Se ti devi arrabbiare, t'arrabbi. Mi spiego: io metto sempre il 110%, come minimo, in quello che faccio e spero che anche gli artisti che lavorano con me facciano la stessa cosa. Do rispetto ai colleghi e al progetto, per questo spero che anche altri mettano lo stesso rispetto in quello che fanno e diano al massimo. Una volta come ti dicevo Weta assumeva solo senior, gente già esperta. Ora devo anche comunicare delle note, nel senso che magari devo far notare se le tonalità di nero o di un altro colore non vanno bene, se sono troppo chiare, sono troppo scure. L'immagine deve essere bilanciata, il mio lavoro è anche bilanciare l'immagine, dare il colore corretto. La qualità finale che esce da Weta va controllata e approvata da me.
Il progetto più complicato fatto finora?
Sono tutti diversi e ognuno ti pone davanti a delle sfide. Tanto dipende anche dal tempo che si ha a disposizione. Più ne hai più è facile da gestire. Quando hai poco tempo è tutto un po' più difficile. Però se devo dire un titolo forse l'Hobbit, intesa come trilogia. Era una sfida perché il progetto era girato a 48 frame al secondo invece dei normali 24 e per di più era in 3D nativo Bisognava comporre l'occhio destro e l'occhio sinistro per avere l'immagine stereo.
L'Oscar perso
L'anno scorso sei stato coinvolto da Disney per l'attività stampa del regno delle scimmie. Il titolo diventa sempre più lungo per ogni capitolo della saga, Kingdom of the Planet of the Apes. Quanto vi ha bruciato aver perso l'Oscar? Perché parlando di VFX il livello qualitativo delle scimmie dal primo film di Rupert Wyatt in poi è andato sempre aumentando e effettivamente l'ultimo era fuori scala.

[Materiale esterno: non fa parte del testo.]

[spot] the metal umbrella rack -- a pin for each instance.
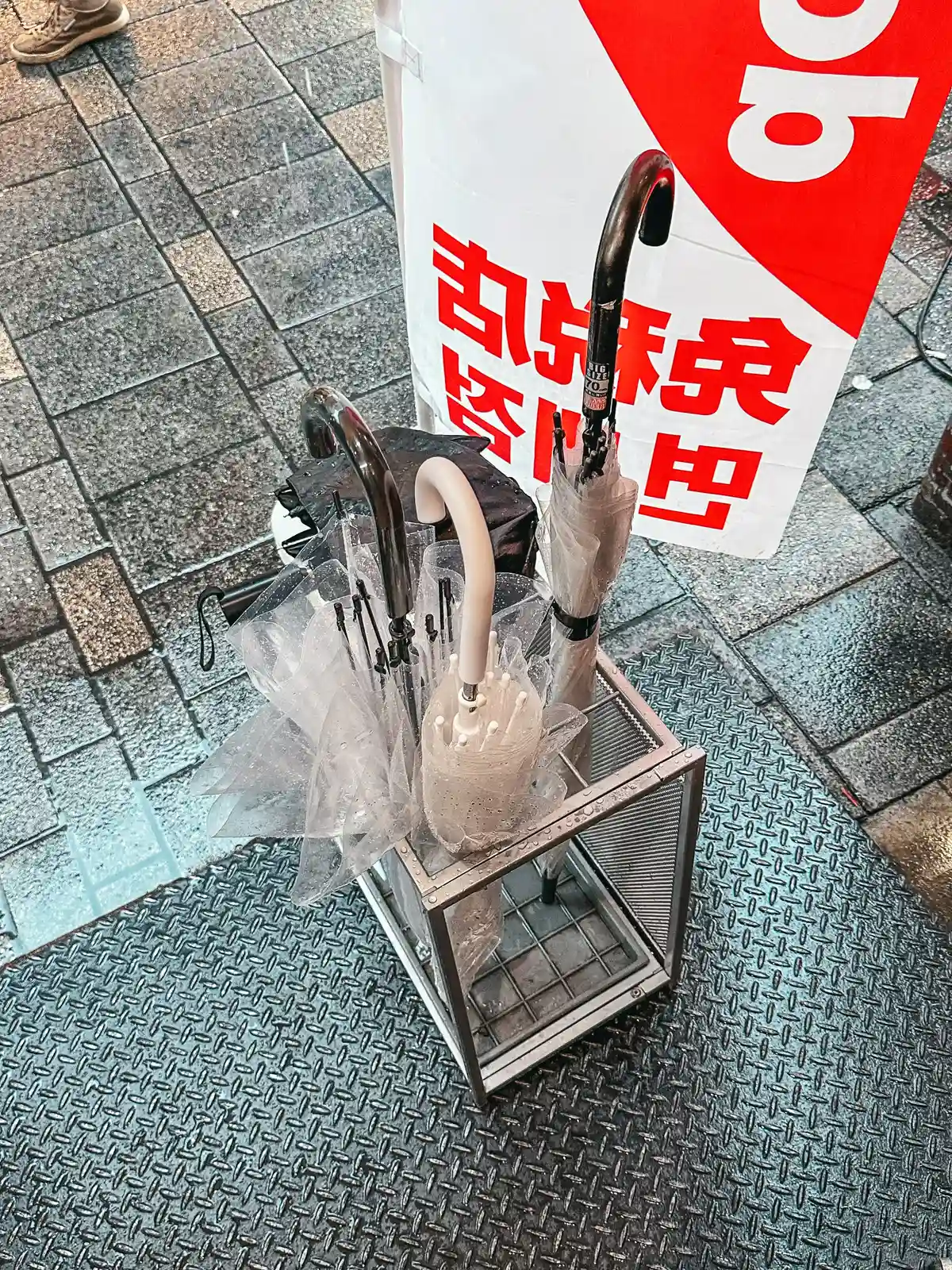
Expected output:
(418, 737)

Diciamo che su Variety il giorno dopo gli Oscar è uscito un articolo in cui si chiedevano cosa altro deve fare il pianeta delle scimmie per vincere un Oscar, perché comunque l'hanno visto anche loro, l'hanno visto tutti. Noi come compagnia siamo stati nominati ai VFX con tre film all'ultima edizione degli Oscar: con Better Man, Alien: Romulus (Tagliavini ci ha tenuto a precisare che i criticatissimi effetti speciali che hanno riportato in scena dal primo Alien l'Ash di Ian Holm non sono stati fatti da Weta, ndr.) e Il Regno del Pianeta delle Scimmie su 5. Erik Winquist il nostro VFX supervisor, c'è rimasto molto male perché anche in passato è stato snobbato dall'Academy. Mi dispiace per il team ma anche per lui perché comunque ha fatto tanto.
Weta FX ha lavorato anche alle due stagioni di The Last of Us. Tu ci hai messo mano?
No, nel senso, ho proprio dato una mano in due cosine ma niente di che, cose che si fanno fra colleghi.
Chiudiamo con l'inevitabile domanda: Peter Jackson. Che tipo è?
Peter Jackson è Peter Jackson. Anzi: Sir Peter Jackson ormai. È qualcuno che ha fatto qualcosa d'impensabile. Ha portato Hollywood in Nuova Zelanda, ha creato praticamente da zero un'industria cinematografica. Anche perché così non deve lasciare Wellington! Se pensi a tutti i traguardi storici che ha raggiunto penseresti chissà che, ma poi lo vedi sempre che va in giro perennemente scalzo. In puro Kiwi style.